For the most part, I'm a die hard OS X guy.  I don't think it's better than other OSes, it's just better for me.  That being said, Windows window management (har har) is miles ahead of Finder, and to fill the gap, I use ShiftIt.  FOSS and easy to use and my needs aren't great, I just want to sometimes put two windows side by side and this does the trick much easier than me dragging and resizing things every time.


This hasn't been updated in 3+ years so I hope that it doesn't break one day because it's the only way I can use multiple browsers on the same machine and stay sane.  I like using Chrome say for my personal browsing, Firefox for work browsing, Safari for all other, and thus when I click on a link, I need more options than open in the default browser for OS X.

Split panes.  Paste history.  Ultimate configurability.  Really there's no reason why this shouldn't be the first thing to install right after installing OS X.  


TextEdit is not a text editor, it's a lazy word processor (default save to RTF?).  TextWrangler is fine and dandy, but once TextMate went open source, I jumped on the bandwagon and haven't looked back.  There are those who say that I should look at vim/MacVim more and it probably do me some good to be better at vi anyway.  Some say I should buy Sublime.  I'm sure Sublime is awesome, I just don't want to pay for the features that are cool but I think I can live without (for now).  If TextMate does change from GPL to something else, then I'll reconsider what's out there.  

Homebrew

This is probably for many OS X geeks one of the first things to run.  I was a die hard MacPorts guy for years exactly for the reasons why homebrew people don't like it, because everything was self contained on the root level including all the dependencies.  Everything lived in it's own world.  Although that makes consistent deployment easier for masses of people who need certain version of tool X, the time lost because everything had to be installed even if it already existed has made me believe in homebrew more.  Do people still use fink?

Simplenote

I go back and form between Simplenote and Evernote and right now Simplenote is my choice because I just want something, well, simple to store snippets of text for whatever reason.  It also appeals to me that I can use other clients Notational Velocity or nvALT but for now the

Thursday, January 9, 2014

FIrst!

Allow me to re-introduce myself ... (thanks Jay-Z)

I'm Han.  I've been a live long tech geek, Mac OS nerd but OS agnostic (the best OS is the dumbest question in the world, the answer is whatever environment gets you the results you want), and recently took on a role as a DevOps Engineer, something of a new career path from my pervious more traditional internal IT work in the past.

The DevOps movement has inspired me to learn more about how I can do my day to day job, support technology so that others can the results they want, better.  Doing things by hand (aka the old school sys admin) does not scale, and it hasn't for a long time.  Developing processes that minimize human fat fingers and giving easy to use tools so others can help themselves does scale.

Two reasons for this blog.  One, to document my new career path, things I come across that I find interesting that I can look back on and see progress on how far I've grown.  Two, to make myself write more, share knowledge more, and be a part of a new community of those who share similar beliefs.

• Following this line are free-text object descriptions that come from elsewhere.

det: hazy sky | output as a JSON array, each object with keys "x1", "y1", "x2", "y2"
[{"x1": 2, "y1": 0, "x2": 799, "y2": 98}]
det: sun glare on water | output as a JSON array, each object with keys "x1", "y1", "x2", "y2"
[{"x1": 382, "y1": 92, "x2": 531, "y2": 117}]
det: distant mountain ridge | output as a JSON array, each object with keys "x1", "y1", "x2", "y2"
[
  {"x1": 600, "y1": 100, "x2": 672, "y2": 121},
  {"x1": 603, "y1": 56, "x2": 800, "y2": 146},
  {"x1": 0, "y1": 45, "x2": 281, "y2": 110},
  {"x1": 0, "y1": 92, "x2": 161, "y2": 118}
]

In the beginning this blog is going to seem really simple to most who already do this.  I hope to share some insights from a newbie who really is just trying to learn and apply the best practices out there, some of the stuff is going to come across as just plain dumb, or obvious to a lot of other people.  I'm okay with that.  I hope to give someone else who used to be "old school" a new way to look at old problems and solutions.

Thanks for taking a look, my goal is to be active, comment away, share with me things that are cool and interesting, and I'll do the same.